Something needs to change and, at this point, direct government action seems like the only option, since neither the free market nor doctors telling patients to “eat right and get lots of exercise” seem to have had any effect in that regard.
While it would be great if the government could legally pursuade everyone to exercise, short of democracy being replaced by benevolent totalitarianism, this seems unlikely to occur.
What would be much more realistic however, would be for the state to hinder the purchase of the sorts of foods whose consumption directly leads to obesity.
This idea is not without precedent. Provincial governments across Canada have been adding special taxes to products that they deem to be harmful for decades.
Alcohol and tobacco are prime examples: tobacco products receive additonal 10-15 per cent sin-tax, and alcoholic beverages receive an additonal $0.40 to $2.00 per litre.
While this kind of taxation works to discourage (however slightly) the use of such products, it also helps pay for the $3.5 billion spent on health care for people who are hospitalized due to their tobacco use, for example.
Tobacco use has gone down over 50 per cent since the early 1970s, when state attempts to curb the use of that product began in earnest.
As well, the sorts of foods linked to obesity could be made less available and less visible, much like with tobacco and alcohol products.
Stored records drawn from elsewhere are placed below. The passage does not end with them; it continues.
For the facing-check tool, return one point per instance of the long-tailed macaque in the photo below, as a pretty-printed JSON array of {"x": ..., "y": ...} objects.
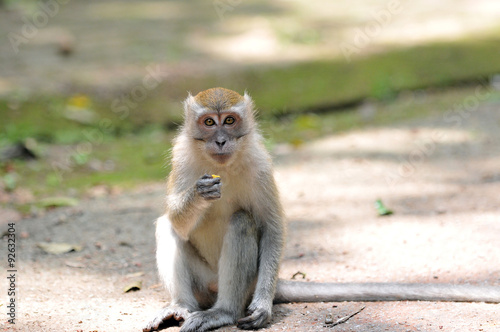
[{"x": 220, "y": 241}]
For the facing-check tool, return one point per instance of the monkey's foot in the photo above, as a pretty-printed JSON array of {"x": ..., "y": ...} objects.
[
  {"x": 174, "y": 313},
  {"x": 257, "y": 319},
  {"x": 207, "y": 320}
]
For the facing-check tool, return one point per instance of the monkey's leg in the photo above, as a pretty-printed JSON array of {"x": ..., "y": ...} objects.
[
  {"x": 237, "y": 274},
  {"x": 175, "y": 266}
]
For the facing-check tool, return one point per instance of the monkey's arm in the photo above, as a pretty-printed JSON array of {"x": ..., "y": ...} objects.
[{"x": 185, "y": 206}]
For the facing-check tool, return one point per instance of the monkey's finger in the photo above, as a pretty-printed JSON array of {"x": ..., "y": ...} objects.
[{"x": 208, "y": 187}]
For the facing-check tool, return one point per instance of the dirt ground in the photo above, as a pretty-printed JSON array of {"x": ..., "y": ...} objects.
[{"x": 440, "y": 176}]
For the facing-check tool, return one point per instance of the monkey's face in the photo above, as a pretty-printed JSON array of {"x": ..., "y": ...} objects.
[{"x": 221, "y": 133}]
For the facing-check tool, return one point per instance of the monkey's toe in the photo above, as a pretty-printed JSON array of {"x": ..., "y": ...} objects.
[
  {"x": 258, "y": 319},
  {"x": 207, "y": 320}
]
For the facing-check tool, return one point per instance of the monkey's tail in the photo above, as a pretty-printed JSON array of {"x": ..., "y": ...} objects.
[{"x": 296, "y": 291}]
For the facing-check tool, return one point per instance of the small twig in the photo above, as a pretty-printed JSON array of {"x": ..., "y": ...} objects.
[
  {"x": 298, "y": 273},
  {"x": 346, "y": 318}
]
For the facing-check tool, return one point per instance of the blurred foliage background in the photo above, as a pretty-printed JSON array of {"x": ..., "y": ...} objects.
[{"x": 91, "y": 91}]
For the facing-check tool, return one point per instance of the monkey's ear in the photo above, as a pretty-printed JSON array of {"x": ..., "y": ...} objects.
[
  {"x": 191, "y": 106},
  {"x": 248, "y": 102}
]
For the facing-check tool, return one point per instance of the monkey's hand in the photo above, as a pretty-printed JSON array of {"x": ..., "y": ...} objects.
[{"x": 208, "y": 187}]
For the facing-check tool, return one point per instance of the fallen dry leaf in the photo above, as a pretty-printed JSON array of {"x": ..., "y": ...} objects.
[
  {"x": 133, "y": 286},
  {"x": 58, "y": 248}
]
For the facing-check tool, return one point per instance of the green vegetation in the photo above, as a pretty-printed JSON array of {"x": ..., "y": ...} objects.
[{"x": 83, "y": 140}]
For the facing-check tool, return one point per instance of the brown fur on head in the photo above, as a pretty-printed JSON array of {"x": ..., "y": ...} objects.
[
  {"x": 218, "y": 99},
  {"x": 218, "y": 119}
]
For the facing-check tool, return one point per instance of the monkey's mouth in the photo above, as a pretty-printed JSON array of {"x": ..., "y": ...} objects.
[{"x": 221, "y": 158}]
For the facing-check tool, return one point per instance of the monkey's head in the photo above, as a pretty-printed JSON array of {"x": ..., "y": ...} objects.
[{"x": 219, "y": 119}]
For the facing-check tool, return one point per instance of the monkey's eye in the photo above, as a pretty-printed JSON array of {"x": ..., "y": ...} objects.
[
  {"x": 229, "y": 120},
  {"x": 209, "y": 122}
]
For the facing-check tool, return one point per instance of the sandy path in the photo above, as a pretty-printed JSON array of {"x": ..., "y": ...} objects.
[{"x": 441, "y": 178}]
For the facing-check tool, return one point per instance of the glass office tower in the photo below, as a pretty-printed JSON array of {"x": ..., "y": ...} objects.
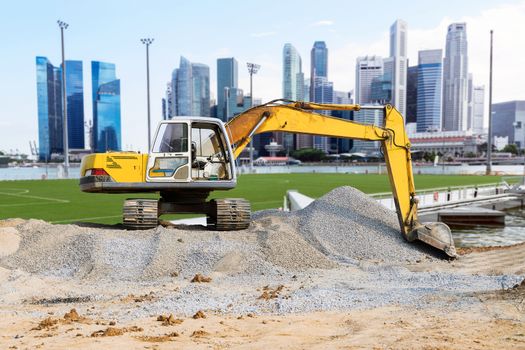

Advertising such products to children could be banned, and their advertisement in general could be seriously curtailed.
Their purchase could also be tied to an age requirement, thus increasing the likelihood of informed and responsible purchase. While these measures may seem both drastic and draconian, obesity is a serious problem with serious effects for all Canadians.
By imposing a tax on unhealthy foods, Canada could become a place where the casual overconsumption of junk foods is not an economically viable option, which would go a long way towards helping Canada improve the health of its citizens—and its economy.